Scala!!! (BFI DVD, BluRay BFIB1503) BFI Player, Subscription iTunes and Amazon Prime
From the BFI comes a hugely enjoyable documentary about the fondly remembered Scala Cinema, from its beginnings as a rep/agit-prop setup in Fitzrovia to its move into a former music hall turned rock gig in King’s Cross, where it fully realised its potential as an all-genre encompassing film and TV venue.
Basically, a memory box from the former staff members, a legion of latterly well-known regulars and an original score by Barry Adamson, it’s sure to delight old habitues and those too young to have bought a membership card for the even then paltry thirty pence, sat back in the well-worn flip-up seats and lapped up the double bill they just paid less for, than what a West End theatre would charge for just one film.
I can’t make an honest claim to having been a member of the Fitzrovia club, but I gravitated to the King’s Cross theatre as soon as I arrived in London, May 1981, guided by one of my new workmates, who kindly gave me the Scala’s famous twice-folded monthly calendar. The riotous psychedelic artwork that covered the calendars made them seem more like a programme from a West Coast hippie theatre happening than a cinematic bill of fare in early 80’s London.
Those days of nasty, vindictive government, endless labour disputes and strikes, rampant homophobia and racial tension are queasily recalled by the speakers, when the Scala was an oasis of culture in those vicious times. Figures like Mark Moore (S’Express) comedian Adam Buxton and film maker John Waters share their memories of their first visits to the King’s Cross primatarium, with resident prowling cat, the hissing of beer cans being opened and rattling tube trains down below. Among those with many stories to tell is writer and horror enthusiast Kim Newman, whose interview is expanded upon in the extras, all of them well worth the seeing.
The stewardship of Stephen Woolley, with his particular interest in music on film, made the place a go-to venue for carefully curated bands who needed a place to play, and to relax and watch the varied selection of films the rest of the time. Recalling that the up-and-coming Spandau Ballet were once the house band, many other bands would follow and later grace the stage, including Throbbing Gristle, Monte Cazzaza, Nick Cave and the Bad Seeds and Gallon Drunk.
Jane Giles recalls her time as programmer with affection, even showing the old school tools of her trade, a well-worn card index, the ‘square jaw’ telephone and the directory that everyone needed to do the slightest amount of business in those pre-mobile phone, pre-internet days.
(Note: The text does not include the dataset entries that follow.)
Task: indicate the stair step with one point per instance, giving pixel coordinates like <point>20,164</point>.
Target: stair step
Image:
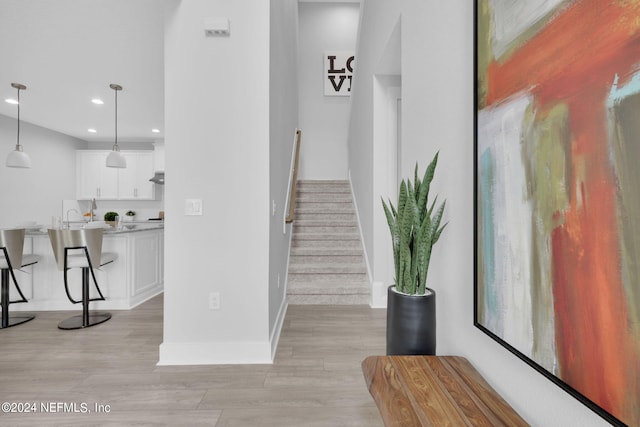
<point>329,207</point>
<point>327,229</point>
<point>323,197</point>
<point>324,217</point>
<point>326,260</point>
<point>327,222</point>
<point>323,186</point>
<point>325,251</point>
<point>325,236</point>
<point>326,264</point>
<point>353,299</point>
<point>327,281</point>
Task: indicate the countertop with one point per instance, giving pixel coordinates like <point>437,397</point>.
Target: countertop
<point>125,227</point>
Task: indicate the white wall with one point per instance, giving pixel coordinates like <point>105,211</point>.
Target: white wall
<point>437,93</point>
<point>283,120</point>
<point>36,194</point>
<point>324,120</point>
<point>217,150</point>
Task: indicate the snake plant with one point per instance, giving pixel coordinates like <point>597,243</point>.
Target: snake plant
<point>415,228</point>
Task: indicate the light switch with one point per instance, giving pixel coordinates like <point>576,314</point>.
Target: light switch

Horror films were a mainstay of the Scala’s offerings, and in those oppressively censored times, (don’t get me started) it was often the only way, bar under-the-counter videocassettes, to see the full versions of such over-the-top grue and gore like Herschell Gordon Lewis’ cannibalistic carve-up ‘Blood Feast’, Lucio Fulci’s mad-eyed ‘Zombie Flesh Eaters’ and Jorge Grau’s sci-fi/splatter mash-up, ‘The Living Dead At the Manchester Morgue’.
The sheer diversity of its programming is what separated the Scala from its contemporaries. A typical monthly calendar might offer up an all-nighter of John Waters’ camp, trailer-park freakshows or a season of spaghetti westerns interspersed with 1950’s sci-fi creature features or a selection of Russ Meyer’s full-throttle, libidinous romps. The grainy print of grimy erotic comedy ‘Thundercrack’ is recalled and paid more attention than it ultimately deserves, whereas the hugely important ‘Wider Television Access’ (WTVA) nights are barely mentioned. In an age when the BBC and the IBA had put popular television shows like The Avengers, Danger Man, The Prisoner and Hancock’s Half-Hour to archive, only repeating them on rare occasions, WTVA nights became one of the few ways for afficionados to see classic TV. The huge popularity of these nights was testament to the continued interest in these shows that the TV authorities considered old-fashioned; redundant even. Fans would have a long wait for these shows to appear on the then fairly new and relatively expensive videocassette, and an even longer wait for the arrival of the public internet and online sources such as YouTube.
There are interviews with former employees and media folk about the legendary cinema, but regrettably few from the weekly punters who made the Scala what it was, an affordable place of film education and a refuge from the dreary, homogenized Hollywood fare on offer at your local multiplex. There is an untold story in between the sometimes repetitive, dope scented anecdotes of comedians and musicians which would likely tell you that the Scala also showed 40’s and 50’s gangster flicks and film noir as well as the strange, hallucinatory visions of Alejandro Jodorowsky and Kenneth Anger.
Perhaps if there had been a few more contributions from the everyday members, we might have seen a more rounded view of this unique theatre.
The story of the Scala begins and ends, appropriately, with a screening of the 1933 King Kong, an image of love, desire, wildness and danger that practically everyone can recall some part of. How fabulous would a gigantic blow-up King Kong have looked, floating above the cupola of the Scala, beckoning film lovers into one of the world’s best, strangest, most eclectic and most eccentric of cinemas?